Uppsala universitet  

Projects in Machine Translation
Master Programme, 5 credit students (5LN718)
Bachelor students (5LN426)

Organisation
Project Work
Individual Reflection Report
Seminar Presentation
Possible Topics
Resources

Aim

The goal of the master projects is
  1. to study background literature
  2. to carry out a practical assignment related to the topic selected
  3. prepare a final report and seminar describing the results

Deadlines

  • September 24: Hand in your topic preferences
  • November 5 and 8: Seminar presentations (detailed schedule TBA)
  • November 9: Hand in final group report
  • November 9: Hand in individual reflection reports
  • (December 7: backup deadline for reports)

Organisation

You will work in groups of 3-4 students. We will put together the groups, based on your wishes for which topics you prefer to work on. The list of
topic suggestions can be found at the bottom of this page. You can hand in your preferences by email to Sara, by September 24 at the latest. Give a ranked list of at least three different topics you could consider to work on, and rank them We will try our best to accommodate everyone's wishes, but we cannot guarantee that you will get your preferred topics. If you fail to hand in a wish by September 24, you will be assigned arbitrarily to a topic.

Project work

For each topic you should perform a practical project, where you apply some of the concepts related to your projects practically. This includes setting up and running MT systems, normally with Moses, and evaluate and compare systems that differ in some aspect related to your topic. Each project will be assigned a supervisor, with whom you should discuss how to set up your project. The project work should be presented in a written group report, written in English.

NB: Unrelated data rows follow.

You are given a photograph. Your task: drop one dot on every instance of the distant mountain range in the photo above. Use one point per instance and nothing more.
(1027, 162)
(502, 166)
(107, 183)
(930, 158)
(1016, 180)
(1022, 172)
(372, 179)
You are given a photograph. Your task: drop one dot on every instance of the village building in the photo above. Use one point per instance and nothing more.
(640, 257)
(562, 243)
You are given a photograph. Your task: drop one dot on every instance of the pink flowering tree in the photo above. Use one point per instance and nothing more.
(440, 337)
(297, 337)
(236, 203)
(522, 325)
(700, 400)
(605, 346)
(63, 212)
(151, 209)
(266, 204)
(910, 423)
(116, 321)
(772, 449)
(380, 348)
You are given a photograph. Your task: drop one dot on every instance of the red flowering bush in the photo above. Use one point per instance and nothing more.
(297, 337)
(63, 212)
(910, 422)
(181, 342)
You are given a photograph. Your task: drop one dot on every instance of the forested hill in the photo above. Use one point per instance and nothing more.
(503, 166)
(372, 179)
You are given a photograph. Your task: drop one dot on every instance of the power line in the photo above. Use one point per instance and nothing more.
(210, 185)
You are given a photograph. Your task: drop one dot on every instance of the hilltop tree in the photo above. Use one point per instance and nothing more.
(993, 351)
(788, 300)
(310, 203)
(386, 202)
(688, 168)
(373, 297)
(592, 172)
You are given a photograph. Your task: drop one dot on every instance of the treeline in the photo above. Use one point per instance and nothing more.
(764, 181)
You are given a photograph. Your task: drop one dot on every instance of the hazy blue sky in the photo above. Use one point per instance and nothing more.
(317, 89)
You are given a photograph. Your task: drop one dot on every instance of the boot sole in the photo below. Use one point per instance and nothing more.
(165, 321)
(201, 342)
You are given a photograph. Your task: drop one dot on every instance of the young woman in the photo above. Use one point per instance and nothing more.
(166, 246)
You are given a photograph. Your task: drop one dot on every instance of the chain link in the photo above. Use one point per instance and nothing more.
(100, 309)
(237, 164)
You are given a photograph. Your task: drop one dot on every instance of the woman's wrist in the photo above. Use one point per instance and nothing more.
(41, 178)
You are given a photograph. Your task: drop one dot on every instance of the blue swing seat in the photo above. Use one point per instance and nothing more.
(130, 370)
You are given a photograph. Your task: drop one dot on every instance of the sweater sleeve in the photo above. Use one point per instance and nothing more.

It is possible to divide the work in the group so that different persons perform different experiments. It is important that each person in the group should set up and run at least one MT system (the different MT systems could differ with respect to some aspect related to your topic, language pair, translation direction, et.c.). You are jointly responsible for writing the report, however, and each person should understand and be familiar with all parts of the report. It is obligatory to have at least one meeting with your supervisor where you discuss how you divide the work, and show that everyone can set up and run MT systems.

Also included in your project is to learn more about the theoretical background related to your topic, where you should describe the basics of your topic, and refer to literature on the topic.

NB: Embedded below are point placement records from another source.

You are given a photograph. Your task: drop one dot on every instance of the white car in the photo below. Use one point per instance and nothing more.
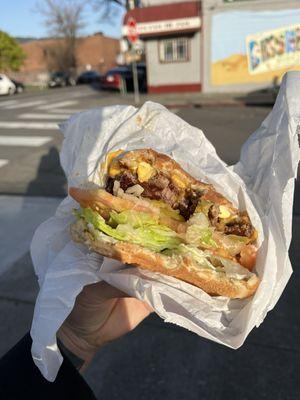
(6, 85)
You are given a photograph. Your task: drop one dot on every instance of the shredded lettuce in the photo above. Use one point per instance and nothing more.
(92, 217)
(200, 256)
(133, 218)
(199, 231)
(132, 229)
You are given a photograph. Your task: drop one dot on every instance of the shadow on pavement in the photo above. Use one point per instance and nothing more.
(50, 179)
(263, 97)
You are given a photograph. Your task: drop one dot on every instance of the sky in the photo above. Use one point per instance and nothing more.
(230, 29)
(18, 18)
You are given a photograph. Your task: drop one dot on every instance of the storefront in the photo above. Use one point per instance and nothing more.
(172, 40)
(217, 45)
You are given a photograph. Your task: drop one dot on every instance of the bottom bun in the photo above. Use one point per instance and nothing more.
(212, 282)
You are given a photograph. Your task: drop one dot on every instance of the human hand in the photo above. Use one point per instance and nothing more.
(101, 314)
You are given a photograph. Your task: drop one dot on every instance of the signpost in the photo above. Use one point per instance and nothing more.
(132, 35)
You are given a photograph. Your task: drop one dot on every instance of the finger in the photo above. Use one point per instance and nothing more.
(102, 291)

In the final report, you are expected to

  • describe the background in terms of the concepts, approaches and techniques within your selected topic, including references to several journal and/or conference articles
  • describe your project and motivate your experimental setup
  • summarize, evaluate and analyze your results
  • describe possible shortcomings and ideas for improvement

As long as your experiments are well-motivated, you may just experiment with running the given tools and investigating some aspects of translation, relevant to your topic. This can be done by varying parameters to the different tools, the domian of different data sets, et.c. Evaluation should minimally be performed using the Bleu metric (unless otherwise specified in your topic description). Be sure to carefully analyse and discuss your results. Depending on the project topic, the number of members in the group, and your interests you may also need/want to write some code of your own, install and use some new software, or doing more involved evaluation; however, this is not in general a requirement for passing the course.

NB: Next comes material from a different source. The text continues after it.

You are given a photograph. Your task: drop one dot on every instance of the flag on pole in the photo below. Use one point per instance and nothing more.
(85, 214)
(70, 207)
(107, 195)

Individual reflection report

In addition to the group report, each student should also hand in a short individual reflection report. The report should be 1-2 A4 pages (not more), and should be written in English. The report should consist of two parts:

  • A description of your role in the project group and what you personally did in the project, including which MT systems you trained.
  • A reflection related to the literature, where you should pick a recent conference article related to your topic, summarize it, and briefly discuss how your project work relates to that work. Do not to pick the same article as any other group member.

Seminar Presentations

You will have one seminar presentations during the last week of the course. The goal of the presentation is to share with the class the outcome of your experiments, including the design, the different experiments you ran, the results, and an analysis of them.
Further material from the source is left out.